Tres postres como remate. Para refrescar y limpiar la boca, un ligero bizcocho de hierbabuena con limón, menta y cilantro. Muy agradable. Luego otra combinación llena de riesgo y que daría para un largo debate. Yogur solidificado, queso fresco de cabra y bolitas de remolacha helada con vinagre. Unos daditos de especias árabes aportan un punto astringente. Tremendo el golpe en la boca, el contraste de ingredientes. Cocina en el límite.

Pero en este caso, a diferencia de la ostra con lácteos, este me parece muy bueno. Cuestión de gustos, supongo. El tercero viene desde el principio. A falta de chocolate, que no existía en la época, algarrobas.
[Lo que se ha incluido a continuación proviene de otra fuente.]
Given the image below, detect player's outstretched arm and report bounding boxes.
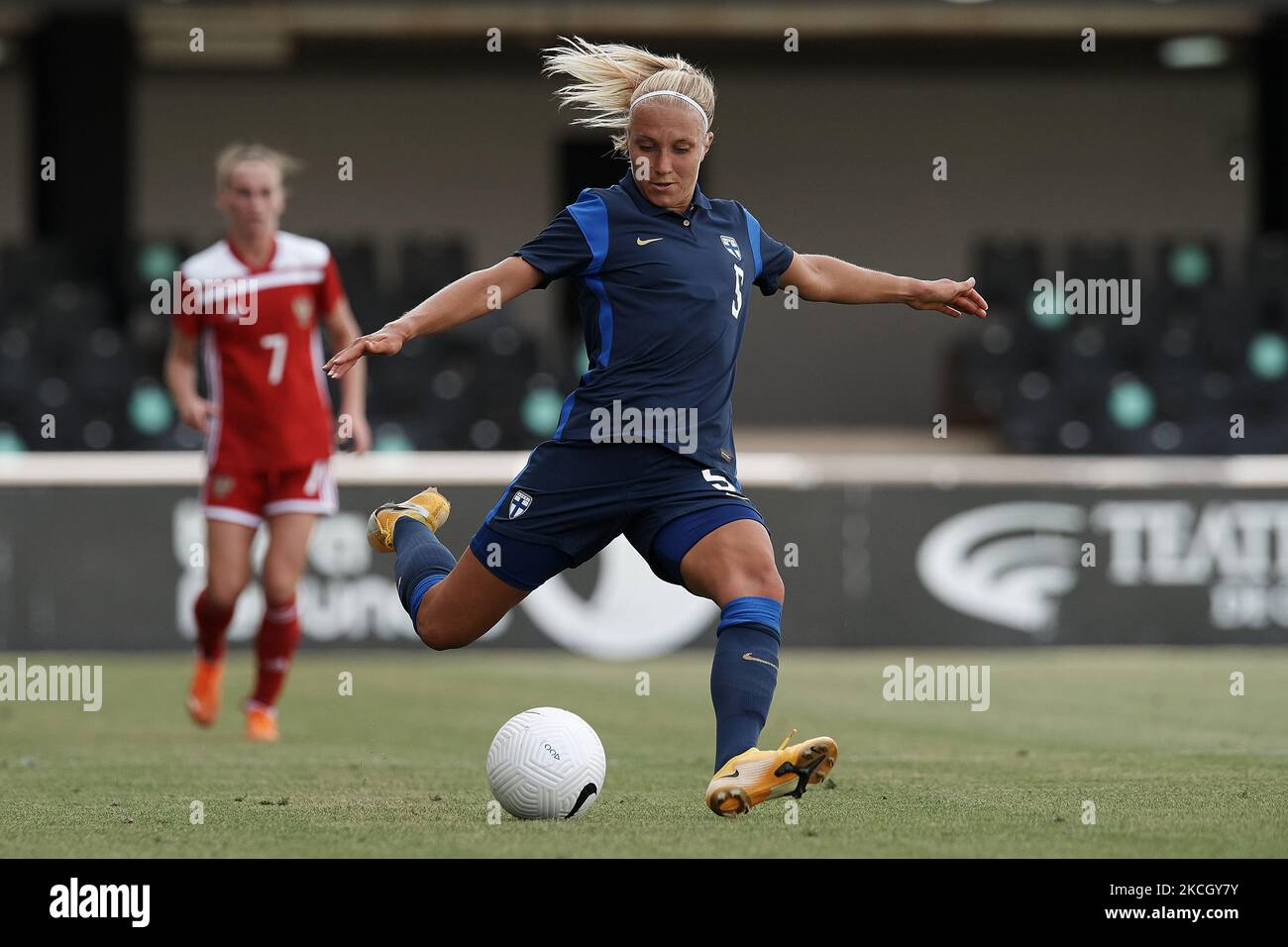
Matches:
[781,254,988,318]
[163,326,219,434]
[322,257,544,378]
Horneadas en una especie de brownie, con su peculiar sabor. El café se prepara en la mesa, infusionándolo con piel de naranja y cardamomo para reforzar sus aromas.

José Manuel Sabariego hace un gran trabajo como jefe de sala, explicando los platos, y también como sumiller. Maneja una buena carta de vinos, con destacada presencia de los mediterráneos, desde Grecia hasta el Líbano, y un apartado muy interesante que pone en valor a los olvidados generosos de Montilla-Moriles, donde hay verdaderas joyas. Para acompañar este menú fue proponiendo distintos vinos de las bodegas Alvear, todos de gran nivel: fino Capataz, amontillado Carlos VII, oloroso Asunción, y PX Solera 1910. Por medio un madeira, Barbeito semidulce.